The company announced it is seeking authorization to pursue both an auction and sale under the U.S. Bankruptcy Code.
Nearly six months after the company hinted at the chance of a sale, South San Francisco-based Achaogen has filed for bankruptcy as it continues to seek a potential buyer.
Achaogen, which has been struggling financially despite securing regulatory approval for Zemdri (plazomicin) last year, filed a voluntary petition under Chapter 11 of the Bankruptcy Code in the U.S. Bankruptcy Court for the District of Delaware, the company said Monday. The company also announced that it is seeking authorization to pursue both an auction and sale under the U.S. Bankruptcy Code. While the company is looking at a potential sale or auction, Achaogen said it has filed a series of motions with the Bankruptcy Court to ensure the continuation of normal operations during the process.
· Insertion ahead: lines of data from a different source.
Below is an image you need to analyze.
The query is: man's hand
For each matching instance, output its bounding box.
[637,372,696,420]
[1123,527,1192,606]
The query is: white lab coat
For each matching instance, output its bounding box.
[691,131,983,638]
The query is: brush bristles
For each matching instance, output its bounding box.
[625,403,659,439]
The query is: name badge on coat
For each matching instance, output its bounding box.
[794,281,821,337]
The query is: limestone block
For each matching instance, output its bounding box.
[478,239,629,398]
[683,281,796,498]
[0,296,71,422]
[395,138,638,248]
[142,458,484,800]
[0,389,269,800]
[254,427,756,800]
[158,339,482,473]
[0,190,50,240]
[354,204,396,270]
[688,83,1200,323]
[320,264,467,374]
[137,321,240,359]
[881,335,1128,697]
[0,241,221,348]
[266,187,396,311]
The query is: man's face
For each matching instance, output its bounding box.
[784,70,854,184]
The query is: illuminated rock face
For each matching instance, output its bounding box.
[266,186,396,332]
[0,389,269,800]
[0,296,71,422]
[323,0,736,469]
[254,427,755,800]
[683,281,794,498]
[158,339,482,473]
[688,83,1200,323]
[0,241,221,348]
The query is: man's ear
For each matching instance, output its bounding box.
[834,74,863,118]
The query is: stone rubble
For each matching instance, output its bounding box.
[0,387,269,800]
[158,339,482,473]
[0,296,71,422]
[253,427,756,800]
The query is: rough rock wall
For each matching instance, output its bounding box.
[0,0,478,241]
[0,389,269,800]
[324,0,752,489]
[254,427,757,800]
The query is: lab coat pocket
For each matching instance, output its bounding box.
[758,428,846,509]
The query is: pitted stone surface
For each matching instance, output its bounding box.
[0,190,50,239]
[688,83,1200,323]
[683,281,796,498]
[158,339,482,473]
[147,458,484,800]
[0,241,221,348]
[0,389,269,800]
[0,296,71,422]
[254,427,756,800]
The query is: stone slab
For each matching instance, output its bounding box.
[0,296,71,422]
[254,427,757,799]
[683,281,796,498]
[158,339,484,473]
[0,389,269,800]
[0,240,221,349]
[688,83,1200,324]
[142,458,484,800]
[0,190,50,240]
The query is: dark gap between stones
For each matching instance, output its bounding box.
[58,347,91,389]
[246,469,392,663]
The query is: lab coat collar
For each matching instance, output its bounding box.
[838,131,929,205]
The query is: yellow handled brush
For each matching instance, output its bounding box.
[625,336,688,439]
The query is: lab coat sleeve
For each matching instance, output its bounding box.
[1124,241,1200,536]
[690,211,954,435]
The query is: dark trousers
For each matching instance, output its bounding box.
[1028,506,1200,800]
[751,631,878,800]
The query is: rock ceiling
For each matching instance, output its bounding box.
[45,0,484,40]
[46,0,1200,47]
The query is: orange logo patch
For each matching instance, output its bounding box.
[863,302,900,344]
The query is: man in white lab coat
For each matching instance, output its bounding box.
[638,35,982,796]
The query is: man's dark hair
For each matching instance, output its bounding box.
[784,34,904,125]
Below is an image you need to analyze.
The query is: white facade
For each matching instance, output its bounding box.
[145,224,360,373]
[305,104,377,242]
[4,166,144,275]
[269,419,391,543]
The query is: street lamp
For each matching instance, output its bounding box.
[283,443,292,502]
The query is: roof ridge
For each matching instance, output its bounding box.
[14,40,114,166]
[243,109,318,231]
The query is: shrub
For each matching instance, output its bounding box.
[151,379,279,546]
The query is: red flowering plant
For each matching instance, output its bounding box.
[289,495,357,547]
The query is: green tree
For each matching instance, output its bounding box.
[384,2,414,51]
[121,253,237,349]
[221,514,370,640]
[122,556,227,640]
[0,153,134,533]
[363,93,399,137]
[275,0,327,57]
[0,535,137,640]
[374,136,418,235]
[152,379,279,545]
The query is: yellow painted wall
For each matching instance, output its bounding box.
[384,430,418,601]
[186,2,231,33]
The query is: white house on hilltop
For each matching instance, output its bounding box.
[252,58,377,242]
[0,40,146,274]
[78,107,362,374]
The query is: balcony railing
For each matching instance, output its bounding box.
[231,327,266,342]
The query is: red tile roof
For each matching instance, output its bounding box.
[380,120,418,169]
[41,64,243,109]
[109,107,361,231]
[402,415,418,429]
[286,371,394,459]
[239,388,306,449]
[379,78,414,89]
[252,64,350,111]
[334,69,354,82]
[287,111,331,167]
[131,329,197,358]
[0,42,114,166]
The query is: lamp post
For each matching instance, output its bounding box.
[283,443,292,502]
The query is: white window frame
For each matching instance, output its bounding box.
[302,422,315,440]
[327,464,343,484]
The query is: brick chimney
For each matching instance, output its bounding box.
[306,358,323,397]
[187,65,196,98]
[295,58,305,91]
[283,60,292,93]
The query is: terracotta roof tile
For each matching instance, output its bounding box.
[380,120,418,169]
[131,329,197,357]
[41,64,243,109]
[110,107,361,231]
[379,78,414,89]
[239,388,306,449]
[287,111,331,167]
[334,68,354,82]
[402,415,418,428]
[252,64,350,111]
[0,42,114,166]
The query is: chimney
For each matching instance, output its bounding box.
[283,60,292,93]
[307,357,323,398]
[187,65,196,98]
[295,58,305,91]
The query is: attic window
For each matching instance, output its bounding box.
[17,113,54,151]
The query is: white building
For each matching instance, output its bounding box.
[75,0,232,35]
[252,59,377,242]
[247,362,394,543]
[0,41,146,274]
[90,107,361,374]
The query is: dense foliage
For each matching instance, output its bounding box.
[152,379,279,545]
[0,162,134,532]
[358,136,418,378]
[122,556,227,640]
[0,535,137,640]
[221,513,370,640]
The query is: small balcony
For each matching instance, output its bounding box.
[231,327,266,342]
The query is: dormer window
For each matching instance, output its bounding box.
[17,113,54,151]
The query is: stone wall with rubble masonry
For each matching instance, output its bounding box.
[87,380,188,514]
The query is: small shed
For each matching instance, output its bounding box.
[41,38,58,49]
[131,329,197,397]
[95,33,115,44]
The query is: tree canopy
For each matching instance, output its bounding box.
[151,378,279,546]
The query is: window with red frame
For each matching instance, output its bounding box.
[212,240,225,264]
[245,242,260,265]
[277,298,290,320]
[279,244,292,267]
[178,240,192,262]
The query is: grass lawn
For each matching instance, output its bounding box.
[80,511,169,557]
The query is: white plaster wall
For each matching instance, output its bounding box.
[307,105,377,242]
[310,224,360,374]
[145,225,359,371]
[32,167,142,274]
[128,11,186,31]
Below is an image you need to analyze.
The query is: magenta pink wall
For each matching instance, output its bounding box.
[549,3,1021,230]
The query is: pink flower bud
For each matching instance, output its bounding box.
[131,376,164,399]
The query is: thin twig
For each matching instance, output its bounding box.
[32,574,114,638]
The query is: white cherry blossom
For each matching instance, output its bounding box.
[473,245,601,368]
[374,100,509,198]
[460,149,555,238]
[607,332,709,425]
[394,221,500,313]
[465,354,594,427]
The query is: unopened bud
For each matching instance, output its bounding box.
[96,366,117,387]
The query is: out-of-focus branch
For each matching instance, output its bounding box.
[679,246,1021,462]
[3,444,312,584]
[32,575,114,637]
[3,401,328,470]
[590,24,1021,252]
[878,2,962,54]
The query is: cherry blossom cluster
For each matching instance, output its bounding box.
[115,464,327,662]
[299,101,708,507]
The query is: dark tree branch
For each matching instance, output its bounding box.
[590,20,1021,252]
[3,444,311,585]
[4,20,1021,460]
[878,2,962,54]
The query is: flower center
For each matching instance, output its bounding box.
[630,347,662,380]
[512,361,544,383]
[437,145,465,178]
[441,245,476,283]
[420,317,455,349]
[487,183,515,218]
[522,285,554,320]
As Achaogen seeks a potential buyer, the company said it has secured $25 million in financing from the Silicon Valley Bank to fund operations through the process. Achaogen said the financing will provide it with the necessary amount of capital to meet its operational and financial obligations to patients, providers and its employees.
Bidding procedures for a potential auction, if approved, would allow interested parties to submit binding offers to acquire substantially all of Achaogen’s assets, the company said. They would be acquired “free and clear” of Achaogen’s debts. The first bids are expected to be submitted by May 29, should the court approve them. A structured auction would then begin no later than June 3, with a potential sale concluded by June 13, the company said.
Blake Wise, Achaogen’s chief executive officer, said the company came to the decision to file for bankruptcy after completely assessing the company’s “strategic options and financial situation.” Wise said Achaogen leadership believes this is the best course of action for the company.
“We continue to believe Zemdri (plazomicin) has the potential to be a valuable component of a portfolio of anti-infective or hospital products and an important life-saving medicine for patients,” Wise said in a statement.
Zemdri was approved in September as a treatment of complicated urinary tract infections that are caused by certain Enterobacteriaceae. That approval from the U.S. Food and Drug Administration (FDA) was somewhat bittersweet for the company. It had also sought approval of Zemdri for bloodstream infections, but the FDA rejected that particular indication. An approval for that indication would have created an even wider market for Zemdri.
Last summer, ahead of the regulatory approval of Zemdri, Achaogen initiated a corporate restructuring that included the elimination of 80 positions, or about 28 percent of staff. Part of that July restructuring included the loss of some C-suite leaders. The company said Kenneth Hillan, president of R&D, Tobin Schilke, chief financial officer and Lee Swem, chief scientific officer, were all departing the company.
In November, when the company hinted at a potential sale, Achaogen imitated a strategic review that restructured the company as part of a plan to reduce operating expenses by 35 to 40 percent.